Demo: web article → chunks → Q&A
Load with a selector
pnpm add cheerio @langchain/community
import "dotenv/config";
import "cheerio";
import { CheerioWebBaseLoader } from "@langchain/community/document_loaders/web/cheerio";
const loader = new CheerioWebBaseLoader("https://example.com/article", {
selector: ".main-area p",
});
const documents = await loader.load();
The selector matters: sidebars, comments, and “related posts” pollute the index if you scrape the whole DOM. Loaders are noise filters, not dumb fetchers.
Split for retrieval
pnpm add @langchain/textsplitters
import { RecursiveCharacterTextSplitter } from "@langchain/textsplitters";
const textSplitter = new RecursiveCharacterTextSplitter({
chunkSize: 400,
chunkOverlap: 50,
separators: [".", "!", "?"],
});
const splitDocuments = await textSplitter.splitDocuments(documents);
RecursiveCharacterTextSplitter prefers natural breaks (punctuation for English; use locale-appropriate separators for Chinese). chunkSize / chunkOverlap trade focus vs continuity.

Full mini pipeline
import { ChatOpenAI, OpenAIEmbeddings } from "@langchain/openai";
import { MemoryVectorStore } from "@langchain/classic/vectorstores/memory";
// ... same loader + splitter as above ...
const vectorStore = await MemoryVectorStore.fromDocuments(
splitDocuments,
embeddings,
);
const retriever = vectorStore.asRetriever({ k: 2 });
const question = "How did the father's death change the author's outlook?";
const retrievedDocs = await retriever.invoke(question);
const context = retrievedDocs
.map((doc, i) => `[Passage ${i + 1}]\n${doc.pageContent}`)
.join("\n\n");
const prompt = `
You are a reading assistant. Answer only from the passages.
If evidence is missing, say so. Do not invent facts.
Passages:
${context}
Question:
${question}
`;
const response = await model.invoke(prompt);
Think in roles, not API names
load()— pull from the outside worldsplitDocuments()— retrieval-friendly granularityfromDocuments()— build the semantic indexasRetriever()— search interface
Why chunk-then-embed beats whole-document embed
One article may cover childhood, family loss, attitude shifts, and education. A question about the father’s death needs the family chunks, not a single diluted vector over the entire piece. Chunking improves recall precision.
Pitfalls
- Loader noise — bad selectors → junk in the KB
- Chunks too small — incomplete answers
- Chunks too large — relevant but noisy hits
- Missing metadata — no provenance or filters
- One-size-fits-all splitting — legal text ≠ chat logs ≠ API docs
Beyond the demo
- Per-source loaders
- Structure-aware splitting (headings, code blocks)

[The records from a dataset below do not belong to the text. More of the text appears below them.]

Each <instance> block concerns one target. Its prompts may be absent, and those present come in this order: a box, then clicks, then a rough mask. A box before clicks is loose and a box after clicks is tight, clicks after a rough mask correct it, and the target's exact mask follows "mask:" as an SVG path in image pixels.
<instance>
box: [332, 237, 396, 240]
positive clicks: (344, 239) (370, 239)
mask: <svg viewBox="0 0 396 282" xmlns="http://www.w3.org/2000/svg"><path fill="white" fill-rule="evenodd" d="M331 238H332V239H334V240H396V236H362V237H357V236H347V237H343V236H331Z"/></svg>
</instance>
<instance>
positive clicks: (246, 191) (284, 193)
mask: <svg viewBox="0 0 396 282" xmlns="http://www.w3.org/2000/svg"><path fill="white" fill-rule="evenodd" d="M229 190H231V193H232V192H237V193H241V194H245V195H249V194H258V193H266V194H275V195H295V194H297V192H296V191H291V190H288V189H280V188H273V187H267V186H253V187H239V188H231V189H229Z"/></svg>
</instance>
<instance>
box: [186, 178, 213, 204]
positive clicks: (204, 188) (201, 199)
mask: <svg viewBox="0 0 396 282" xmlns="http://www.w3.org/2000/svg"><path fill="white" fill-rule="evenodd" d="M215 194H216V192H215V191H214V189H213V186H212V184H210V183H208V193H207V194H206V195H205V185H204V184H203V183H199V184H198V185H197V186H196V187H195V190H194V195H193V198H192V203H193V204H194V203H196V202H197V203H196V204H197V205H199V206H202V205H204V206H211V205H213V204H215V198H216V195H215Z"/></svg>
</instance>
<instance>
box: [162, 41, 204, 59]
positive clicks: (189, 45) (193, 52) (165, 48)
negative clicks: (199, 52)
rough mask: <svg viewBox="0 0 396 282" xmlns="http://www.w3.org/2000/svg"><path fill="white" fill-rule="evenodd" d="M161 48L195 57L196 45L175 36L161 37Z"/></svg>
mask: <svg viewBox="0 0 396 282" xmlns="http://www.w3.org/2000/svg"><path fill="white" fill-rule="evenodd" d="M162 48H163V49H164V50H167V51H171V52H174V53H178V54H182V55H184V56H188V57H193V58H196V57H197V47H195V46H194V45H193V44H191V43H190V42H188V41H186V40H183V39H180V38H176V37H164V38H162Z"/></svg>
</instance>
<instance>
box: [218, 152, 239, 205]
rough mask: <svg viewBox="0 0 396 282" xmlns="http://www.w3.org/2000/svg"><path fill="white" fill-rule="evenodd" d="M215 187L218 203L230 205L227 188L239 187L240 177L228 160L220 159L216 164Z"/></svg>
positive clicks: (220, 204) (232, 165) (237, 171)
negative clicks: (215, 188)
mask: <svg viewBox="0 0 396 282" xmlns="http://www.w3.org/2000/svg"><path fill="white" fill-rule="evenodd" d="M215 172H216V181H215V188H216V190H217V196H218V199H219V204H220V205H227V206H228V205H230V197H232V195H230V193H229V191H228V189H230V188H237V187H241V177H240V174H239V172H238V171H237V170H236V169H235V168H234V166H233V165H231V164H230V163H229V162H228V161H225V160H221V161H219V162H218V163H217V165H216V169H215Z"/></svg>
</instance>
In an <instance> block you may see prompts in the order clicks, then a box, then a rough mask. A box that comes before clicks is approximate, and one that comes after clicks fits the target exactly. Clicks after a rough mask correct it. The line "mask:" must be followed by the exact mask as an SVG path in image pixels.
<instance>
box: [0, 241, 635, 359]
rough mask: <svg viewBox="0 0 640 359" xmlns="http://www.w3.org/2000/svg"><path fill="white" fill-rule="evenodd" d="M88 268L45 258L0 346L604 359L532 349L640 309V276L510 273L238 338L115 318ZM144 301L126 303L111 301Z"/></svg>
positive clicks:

- Rich metadata (title hierarchy, ACL,
updated_at) - Persistent vector stores
- Hybrid search + rerank
- Eval sets to prove chunking changes moved metrics
Summary
RAG is not only “vectors + LLM.” Before search, knowledge must be accepted, cleaned, and chunked. Loaders standardize input; splitters define what “one retrieval unit” means.
If embeddings and retrievers decide how well you search, loaders and splitters decide whether you can search well at all.